In 1979, my parents fled Ethiopia to Sudan due to the war. There were many wars in Ethiopia at the time and no different today, but the last one with Somalia took out most of the military, and from my conversations with those who lived through it, it wasn’t an option to be in the army but a requirement. If you were male and of age, you were going to war. My dad, at the time, had lost his older brother to the war and wasn’t ‘bout that life. In 1990, we were sponsored to Canada by a church in Coaldale just outside Lethbridge. Over the years, I have watched my parents suffer emotionally, mentally, and physically but remain humble and grateful. My family and lived experiences drive me to be the best mother, daughter, sister, and HR professional I can be. Although I have made my fair share of mistakes, I never give up because you never know how much worse it could be.

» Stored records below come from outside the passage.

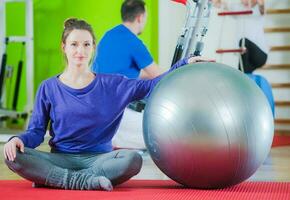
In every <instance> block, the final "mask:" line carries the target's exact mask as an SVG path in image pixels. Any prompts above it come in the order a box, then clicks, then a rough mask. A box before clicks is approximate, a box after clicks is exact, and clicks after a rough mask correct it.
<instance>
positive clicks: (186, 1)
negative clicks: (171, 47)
mask: <svg viewBox="0 0 290 200" xmlns="http://www.w3.org/2000/svg"><path fill="white" fill-rule="evenodd" d="M172 1H175V2H178V3H182V4H184V5H186V7H187V14H186V22H185V25H184V27H183V29H182V33H181V35H180V36H179V38H178V41H177V45H176V48H175V52H174V56H173V59H172V64H171V65H174V64H175V63H176V62H177V61H178V60H180V59H183V58H186V57H189V56H192V55H195V56H200V55H201V51H202V50H203V42H202V40H203V38H204V36H205V34H206V32H207V26H208V22H209V17H210V9H211V7H212V2H211V1H210V0H172Z"/></svg>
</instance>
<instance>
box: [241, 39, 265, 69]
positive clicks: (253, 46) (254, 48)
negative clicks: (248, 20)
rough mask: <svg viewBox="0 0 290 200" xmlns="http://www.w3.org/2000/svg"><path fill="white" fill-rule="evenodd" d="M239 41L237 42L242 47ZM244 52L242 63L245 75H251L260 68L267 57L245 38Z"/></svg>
mask: <svg viewBox="0 0 290 200" xmlns="http://www.w3.org/2000/svg"><path fill="white" fill-rule="evenodd" d="M242 41H243V39H241V40H240V41H239V45H240V47H242ZM245 47H246V49H247V50H246V52H245V53H244V54H242V55H241V56H242V62H243V67H244V72H245V73H252V72H253V71H254V70H255V69H257V68H260V67H262V66H263V65H264V64H265V63H266V61H267V57H268V55H267V54H266V53H265V52H264V51H262V50H261V49H260V48H259V47H258V46H257V45H256V44H255V43H253V42H252V41H250V40H249V39H247V38H245ZM239 69H240V70H242V69H241V63H239Z"/></svg>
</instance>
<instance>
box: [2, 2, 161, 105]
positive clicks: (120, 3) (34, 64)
mask: <svg viewBox="0 0 290 200" xmlns="http://www.w3.org/2000/svg"><path fill="white" fill-rule="evenodd" d="M122 2H123V1H122V0H102V1H101V0H34V2H33V4H34V55H35V57H34V72H35V75H34V84H35V88H34V90H36V89H37V87H38V85H39V84H40V82H41V81H42V80H44V79H47V78H49V77H51V76H54V75H56V74H58V73H60V72H61V71H62V70H63V69H64V66H65V62H64V60H63V55H62V54H61V50H60V40H61V33H62V30H63V22H64V20H65V19H67V18H69V17H77V18H82V19H85V20H87V21H88V22H89V23H90V24H92V26H93V28H94V31H95V33H96V36H97V40H99V39H100V38H101V37H102V36H103V34H104V33H105V32H106V31H107V30H108V29H110V28H112V27H114V26H115V25H117V24H119V23H121V17H120V7H121V4H122ZM145 2H146V5H147V11H148V22H147V26H146V28H145V30H144V33H143V34H142V35H141V39H142V40H143V41H144V43H145V44H146V46H147V47H148V49H149V51H150V52H151V53H152V55H153V57H154V59H155V60H156V61H158V1H156V0H146V1H145ZM7 14H8V18H7V24H8V30H7V33H8V35H22V34H24V29H25V27H24V4H23V3H9V4H8V5H7ZM15 19H19V20H15ZM19 47H20V45H19V44H18V45H17V44H11V45H9V49H8V56H9V59H8V64H9V65H13V66H16V65H17V61H18V60H19V57H20V52H19V51H20V50H19ZM15 75H16V74H15ZM10 82H11V84H10ZM9 88H10V89H9ZM11 88H14V79H11V81H10V80H9V81H8V82H7V91H8V93H7V98H8V101H9V102H8V104H9V105H11V102H10V101H11V98H12V96H11V95H12V94H11V95H10V96H11V97H9V93H12V90H11ZM25 90H26V88H25V74H24V73H23V76H22V84H21V94H20V102H19V106H18V110H22V109H23V108H24V105H25V94H26V93H25ZM9 91H10V92H9Z"/></svg>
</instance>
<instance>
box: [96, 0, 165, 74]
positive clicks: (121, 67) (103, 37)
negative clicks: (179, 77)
mask: <svg viewBox="0 0 290 200" xmlns="http://www.w3.org/2000/svg"><path fill="white" fill-rule="evenodd" d="M121 16H122V21H123V23H122V24H120V25H118V26H116V27H114V28H113V29H111V30H109V31H108V32H107V33H106V34H105V35H104V37H103V38H102V39H101V41H100V43H99V45H98V49H97V52H98V54H97V57H96V58H95V60H94V63H93V66H92V68H93V71H95V72H97V73H105V74H122V75H124V76H126V77H128V78H142V79H152V78H155V77H157V76H159V75H160V74H162V70H161V69H160V68H159V67H158V65H157V64H156V63H155V62H154V60H153V58H152V56H151V55H150V53H149V51H148V49H147V48H146V46H145V45H144V44H143V42H142V41H141V40H140V39H139V38H138V35H140V34H141V33H142V31H143V29H144V27H145V24H146V19H147V13H146V10H145V2H144V1H143V0H125V1H124V3H123V4H122V8H121Z"/></svg>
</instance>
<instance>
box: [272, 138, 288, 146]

What’s the most important thing you’ve learned from the people we serve?
Working in HR, I don’t get the chance to work directly with the individuals we serve. I work with some really great frontline staff through orientations, coordinators, and directors. They inspire me, allow me to vent my frustrations, support me to solve problems, and always with shared humour.
What do you like to do for fun outside of work?
Muay Thai with my son twice a week, where I get to sit and drink coffee and cheer him on. I am currently doing a 21-day data challenge with a friend. I think it will help me learn a little about Python and SQL. I have failed the last three challenges, can’t wait to see the next 18 challenges.